Until now sales of the Mac internationally have not increased at the same pace as sales in the U.S. While the Mac's U.S. market share hit 7.7 percent for all of 2008 according to IDC, its global share has remained stuck at about 3 percent.

So the Mac has plenty of room for growth in the global PC market. With the U.S. market looking grim for 2009, a boost in global sales would give Apple a good chance of maintaining at least some Mac growth.

Netbook Macs Cook reiterated the Apple stance that it is "watching" this nascent market of smaller, low-cost laptops. He's not impressed: "From our point of view the products in there are principally based on hardware that's much less powerful than we think customers want. Software technology that is not good, cramped keyboards, small displays."

But Cook also repeated what Jobs has said about Apple having "ideas" for this segment. Stay tuned.

The iPod lives The iPod's performance contradicts yet again those who believe the product is on its way out. Apple shipped a record 22.7 million iPods in the December quarter, a 3 percent increase year over year. Revenue, however, declined 16 percent. Apparently all those iPod Touches couldn't make up for the scads of cheaper, lower-margin Nanos.

Oppenheimer noted the iPod not only retains its 70 percent share of the U.S. MP3 player market, but also dominates in other countries such as the U.K. and Australia (both 70 percent), Japan (over 60 percent) and Canada (over 50 percent). Cook said iPod sales in the U.S. actually fell 3 percent. In an echo of the Mac results, all the iPod growth came from the global market.

Recession hits retail stores Fewer customers bought Apple products from one of the company's 251 retail stores; revenue per store slid 17.6 percent from $8.5 million to $7 million. Because Apple continues to open new stores, the retail segment managed a 2 percent revenue gain year over year. Oppenheimer said Apple plans to open 25 more stores in 2009, half of them internationally.
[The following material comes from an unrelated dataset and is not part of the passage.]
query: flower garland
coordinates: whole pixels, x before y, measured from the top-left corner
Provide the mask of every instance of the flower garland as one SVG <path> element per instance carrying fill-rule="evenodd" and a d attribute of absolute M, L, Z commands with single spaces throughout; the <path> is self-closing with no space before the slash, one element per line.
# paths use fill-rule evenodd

iPhone beats target Apple sold 4.4 million iPhones in the quarter, bringing the grand total for 2008 to 13.7 million, well over the 10 million-unit goal the company set back in 2007. Though lower than what some analysts had projected, iPhone sales came close to doubling last December's 2.3 million units.
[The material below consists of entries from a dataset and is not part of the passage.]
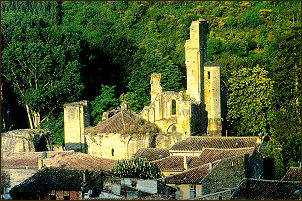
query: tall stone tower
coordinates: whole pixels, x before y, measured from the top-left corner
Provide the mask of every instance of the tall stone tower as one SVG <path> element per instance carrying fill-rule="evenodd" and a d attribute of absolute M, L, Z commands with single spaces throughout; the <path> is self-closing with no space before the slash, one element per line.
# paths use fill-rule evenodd
<path fill-rule="evenodd" d="M 64 105 L 64 137 L 66 150 L 85 152 L 84 128 L 89 126 L 87 101 Z"/>
<path fill-rule="evenodd" d="M 187 67 L 186 93 L 197 102 L 204 102 L 203 65 L 207 61 L 207 21 L 194 21 L 190 26 L 190 39 L 185 44 Z"/>
<path fill-rule="evenodd" d="M 207 111 L 207 134 L 221 136 L 220 66 L 213 62 L 204 64 L 204 103 Z"/>

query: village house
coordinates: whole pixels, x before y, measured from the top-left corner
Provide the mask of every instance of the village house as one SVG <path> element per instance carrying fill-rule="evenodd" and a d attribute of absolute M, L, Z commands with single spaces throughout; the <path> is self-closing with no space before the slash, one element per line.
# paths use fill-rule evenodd
<path fill-rule="evenodd" d="M 79 200 L 89 186 L 101 189 L 103 177 L 102 171 L 43 168 L 13 187 L 10 195 L 15 200 Z"/>
<path fill-rule="evenodd" d="M 74 151 L 46 151 L 46 152 L 13 152 L 1 158 L 1 174 L 6 175 L 6 186 L 1 185 L 3 194 L 9 199 L 9 190 L 34 175 L 42 168 L 42 161 L 73 154 Z"/>
<path fill-rule="evenodd" d="M 301 181 L 301 166 L 300 167 L 289 167 L 282 181 Z"/>
<path fill-rule="evenodd" d="M 232 200 L 301 200 L 301 181 L 245 178 Z"/>

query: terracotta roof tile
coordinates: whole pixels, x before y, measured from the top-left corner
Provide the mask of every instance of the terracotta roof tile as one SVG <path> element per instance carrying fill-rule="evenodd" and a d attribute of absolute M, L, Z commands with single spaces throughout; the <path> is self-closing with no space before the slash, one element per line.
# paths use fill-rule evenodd
<path fill-rule="evenodd" d="M 283 181 L 301 181 L 301 167 L 290 167 L 282 178 Z"/>
<path fill-rule="evenodd" d="M 191 136 L 174 144 L 170 151 L 202 151 L 204 148 L 234 149 L 259 147 L 257 137 Z"/>
<path fill-rule="evenodd" d="M 214 168 L 219 161 L 212 163 Z M 210 164 L 205 164 L 193 169 L 183 171 L 182 173 L 174 174 L 166 177 L 166 182 L 168 184 L 196 184 L 205 178 L 205 176 L 211 170 Z"/>
<path fill-rule="evenodd" d="M 98 133 L 121 133 L 129 127 L 139 128 L 137 117 L 130 111 L 123 110 L 94 127 Z"/>
<path fill-rule="evenodd" d="M 183 156 L 169 156 L 156 161 L 152 161 L 161 171 L 184 171 Z"/>
<path fill-rule="evenodd" d="M 47 158 L 43 160 L 43 163 L 46 167 L 64 167 L 75 170 L 108 170 L 117 161 L 77 152 L 72 155 Z"/>
<path fill-rule="evenodd" d="M 240 156 L 243 154 L 252 155 L 254 147 L 241 148 L 241 149 L 205 149 L 199 157 L 188 158 L 188 168 L 195 168 L 217 160 L 230 158 L 233 156 Z"/>
<path fill-rule="evenodd" d="M 201 165 L 205 165 L 217 160 L 230 158 L 233 156 L 239 156 L 243 154 L 252 155 L 254 147 L 242 148 L 242 149 L 210 149 L 207 148 L 201 152 L 199 156 L 187 156 L 186 161 L 188 168 L 195 168 Z M 156 161 L 155 163 L 161 171 L 183 171 L 184 169 L 184 156 L 169 156 Z"/>
<path fill-rule="evenodd" d="M 232 199 L 297 200 L 301 195 L 301 181 L 243 179 Z"/>
<path fill-rule="evenodd" d="M 169 149 L 166 148 L 143 148 L 139 149 L 134 157 L 144 158 L 148 161 L 154 161 L 170 155 Z"/>
<path fill-rule="evenodd" d="M 44 152 L 13 152 L 7 158 L 1 158 L 1 167 L 7 168 L 38 168 L 38 160 Z M 74 151 L 46 151 L 47 158 L 74 154 Z"/>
Cook expressed no concern when asked about potential iPhone competition in 2009, saying that Apple approaches the iPhone as "a software platform" rather than a hardware business. Both he and Oppenheimer seized every opportunity to trump the App Store milestones of 15,000 apps and 500 million downloads announced last week.
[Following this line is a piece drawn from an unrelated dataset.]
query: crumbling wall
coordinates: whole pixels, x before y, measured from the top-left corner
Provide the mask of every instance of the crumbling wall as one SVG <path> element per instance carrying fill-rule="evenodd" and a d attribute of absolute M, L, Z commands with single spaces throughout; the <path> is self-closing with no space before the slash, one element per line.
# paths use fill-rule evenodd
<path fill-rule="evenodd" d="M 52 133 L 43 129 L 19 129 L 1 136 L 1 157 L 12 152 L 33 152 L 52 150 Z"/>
Cook said he welcomed competition but warned rivals to mind Apple's patents: "We will not stand for having our [intellectual property] ripped off, and we'll use whatever weapons we have at our disposal."

Apple TV picture brightens While describing Apple TV as a "hobby" – Jobs' exact term when he introduced the product two years ago – Cook noted sales of the device shot up threefold year over year. "We're going to continue to invest in it," Cook said, "because we fundamentally believe there is something there for us in the future."

Fort Knox With an additional $3.6 billion to put in its piggy bank, Apple now has $28.1 billion in cash. Oppenheimer said Apple had "no new update" regarding plans for its stash, which means no dividends for shareholders, no stock buybacks and few if any acquisitions of companies. But he did say Apple would "invest our way through this downturn just as we did the last one."